What is digital evidence explain the types characteristics and roles of digital evidence?

As a result of the fastest growth in technology, there is an infinite list of types and sources for Digital evidence, and in each case, you’re involved in, there will be different kinds of evidence. So we are going to discuss in deep about Types and Sources of evidence w.r.t Digital Forensics.

The most important reason to explore the types and sources of digital evidence is that they will determine the tool you will use or build to analyze your evidence. For example, to analyze windows operating system artifacts you will need tools that are completely different from Linux or Mac O.S tools. Also, tools that are used to extract data from memory vary in their implementation in reference to tools used to analyze hard disk drives!

So let’s start with data types, why they are used, and how you could benefit from them.

Active Data

This type includes all data and files that are created by the operating system or by a word processor, web browser, mail client, or a scanner such as documents, cached files, emails, and images.

Archive and Backup Data

This is all data that is organized and preserved for long-term storage to avoid data loss due to attacks or disasters. Backup data is created by making an identical copy of original files and folders. Almost everyone has a CD; its content is an example of archived or backup data. or like data stored on network storage (SAN device).

Hidden Data Types

The mentioned types of data are apparent and accessible for all users, but their opposition is hidden data types.
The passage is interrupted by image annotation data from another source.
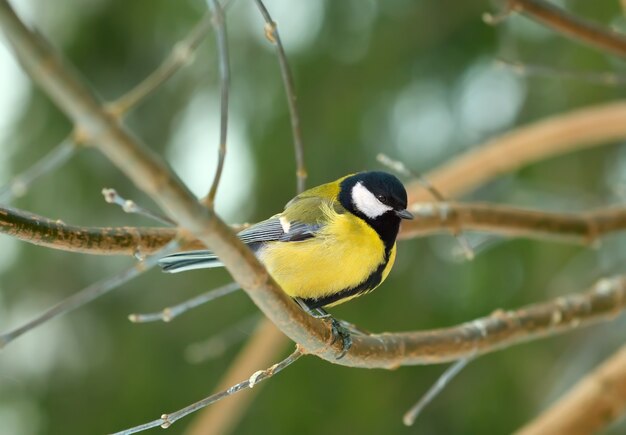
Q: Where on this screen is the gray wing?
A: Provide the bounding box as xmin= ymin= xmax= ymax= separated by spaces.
xmin=159 ymin=215 xmax=320 ymax=273
xmin=237 ymin=215 xmax=320 ymax=247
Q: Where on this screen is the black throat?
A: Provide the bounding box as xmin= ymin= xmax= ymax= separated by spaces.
xmin=339 ymin=177 xmax=401 ymax=260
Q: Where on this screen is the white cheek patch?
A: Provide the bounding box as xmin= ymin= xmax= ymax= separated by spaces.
xmin=352 ymin=183 xmax=392 ymax=219
xmin=279 ymin=216 xmax=291 ymax=234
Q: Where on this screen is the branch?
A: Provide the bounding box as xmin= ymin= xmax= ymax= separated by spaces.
xmin=7 ymin=202 xmax=626 ymax=255
xmin=0 ymin=13 xmax=211 ymax=203
xmin=0 ymin=207 xmax=185 ymax=256
xmin=0 ymin=240 xmax=179 ymax=349
xmin=128 ymin=282 xmax=239 ymax=323
xmin=0 ymin=0 xmax=626 ymax=368
xmin=255 ymin=0 xmax=307 ymax=193
xmin=114 ymin=347 xmax=303 ymax=435
xmin=517 ymin=346 xmax=626 ymax=435
xmin=0 ymin=0 xmax=341 ymax=360
xmin=495 ymin=58 xmax=626 ymax=86
xmin=107 ymin=12 xmax=211 ymax=117
xmin=399 ymin=202 xmax=626 ymax=244
xmin=490 ymin=0 xmax=626 ymax=57
xmin=407 ymin=101 xmax=626 ymax=204
xmin=0 ymin=135 xmax=78 ymax=203
xmin=185 ymin=319 xmax=287 ymax=435
xmin=205 ymin=0 xmax=230 ymax=208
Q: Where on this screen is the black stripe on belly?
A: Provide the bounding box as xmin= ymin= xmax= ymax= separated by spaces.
xmin=302 ymin=258 xmax=389 ymax=310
During your analysis, hidden data will mostly be more important and essential to examine, especially if the suspect in your case has a good knowledge of using the computer.

Hidden data types encompass the following :

• Metadata
• Residual data
• Replicant data

Metadata

It is defined as “data about data”, which is used to provide context or additional information about data and files, such as date of file creation, or information about the file structure. It is considered one of the most valuable pieces of evidence as it contains a lot of information about a file such as the name of the file owner, and file last access, and modification time. You could benefit from metadata information in your analysis to prove that a document was created on the suspect’s device if they were not altered or modified.
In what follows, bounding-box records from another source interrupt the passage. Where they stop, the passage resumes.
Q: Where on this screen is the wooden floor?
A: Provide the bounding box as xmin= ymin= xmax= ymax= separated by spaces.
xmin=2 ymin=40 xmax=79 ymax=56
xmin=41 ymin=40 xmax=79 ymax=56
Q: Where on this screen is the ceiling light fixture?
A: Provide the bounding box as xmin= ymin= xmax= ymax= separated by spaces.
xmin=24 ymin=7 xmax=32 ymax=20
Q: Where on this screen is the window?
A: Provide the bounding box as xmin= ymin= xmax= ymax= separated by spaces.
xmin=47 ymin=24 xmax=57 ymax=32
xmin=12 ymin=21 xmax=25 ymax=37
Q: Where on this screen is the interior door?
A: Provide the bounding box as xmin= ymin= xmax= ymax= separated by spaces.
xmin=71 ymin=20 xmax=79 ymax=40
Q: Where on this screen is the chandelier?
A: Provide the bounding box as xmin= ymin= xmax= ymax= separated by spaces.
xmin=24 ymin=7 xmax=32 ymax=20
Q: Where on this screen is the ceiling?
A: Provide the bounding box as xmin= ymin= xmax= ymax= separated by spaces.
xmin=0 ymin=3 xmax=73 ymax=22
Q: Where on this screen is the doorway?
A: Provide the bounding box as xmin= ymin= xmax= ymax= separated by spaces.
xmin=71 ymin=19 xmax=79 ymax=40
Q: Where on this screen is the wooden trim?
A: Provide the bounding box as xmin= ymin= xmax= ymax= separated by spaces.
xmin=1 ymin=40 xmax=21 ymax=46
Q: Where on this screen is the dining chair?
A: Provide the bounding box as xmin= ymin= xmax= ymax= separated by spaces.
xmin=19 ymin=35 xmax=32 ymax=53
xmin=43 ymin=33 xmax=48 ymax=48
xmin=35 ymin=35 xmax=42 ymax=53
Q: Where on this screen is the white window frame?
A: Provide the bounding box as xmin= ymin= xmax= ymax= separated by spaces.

Now let me tell you one of the famous stories of Dennis Rader who is known as BTK (Bind, Torture, Kill). The serial killer, Dennis, murdered 10 people within 90 days. Regular investigations revealed nothing, but when Dennis sent the police a floppy disk that contained a letter in the form of a word document file from him, analyzing the word document metadata revealed the identity of Dennis and resulted in arresting him.

Residual Data

This is deleted data on the disk. An important issue to know is that even after data deletion occurs the data “might” still be there, but you just cannot see it, for example, the directory list of your Windows Explorer. So why did we say “might”?, Because if the storage location was overwritten with the new data (example: a new file), it will be hard to reach back to the old data that used to be there. With that said, it is not hard to retrieve residual data, all you need is the right tool. It is important for you to understand how to deal with this type of data because deleting files is the first thing any suspect might do; after all, he/she wants to hide his incriminating actions, right?

Replicant data

This type of data is generated when a program like a word processor creates a temporary copy of an opened file, this is needed as a backup to avoid data loss in case an error occurs and the file is forced to close without saving the changes. Files created by Replicant data may help to discover the last actions the suspects have done, like the last printed documents. The importance of these files is that they could be retrieved even after the documents file was deleted. Some of the examples of residual data include:- Web cache, Temporary directories, Data blocks resulting from a move, Memory, etc. Let me tell you another story of Edward Ray, who was sentenced for having a picture of a young model in his “temporary internet files folder”. The defense of the suspect was that he typed the wrong website URL, and when he realized what it was he closed it immediately. Having the pictures stored in the temporary internet files have supported his claims and exonerated him.

Volatility

The last issue to consider about data types is the volatile nature of data. This is essential to consider before starting a Digital Forensic investigation because it determines which data you should collect first to avoid losing digital artifacts. These types are

• Non — volatile data
• Volatile data

Non — Volatile data

All previously mentioned types are considered non — volatile data and could be retrieved even if the computer has been turned off.

Volatile Data

The data that resides in RAM and is acquired only when the device is running comes under this category. Collecting volatile data is a perilous task, because of its changing nature (for example: running your forensic tool will change part of the memory), and if the power is disconnected we will lose all of its data.

This was all for today. So stay tuned, coming up next is an Article especially focusing on Devices when it comes to Types and Sources of Digital Evidence. Till then

What is digital evidence explain the characteristics of evidence?

What are the types of digital evidence?

What are the two types of digital evidences?

What are the characteristics of digital forensics?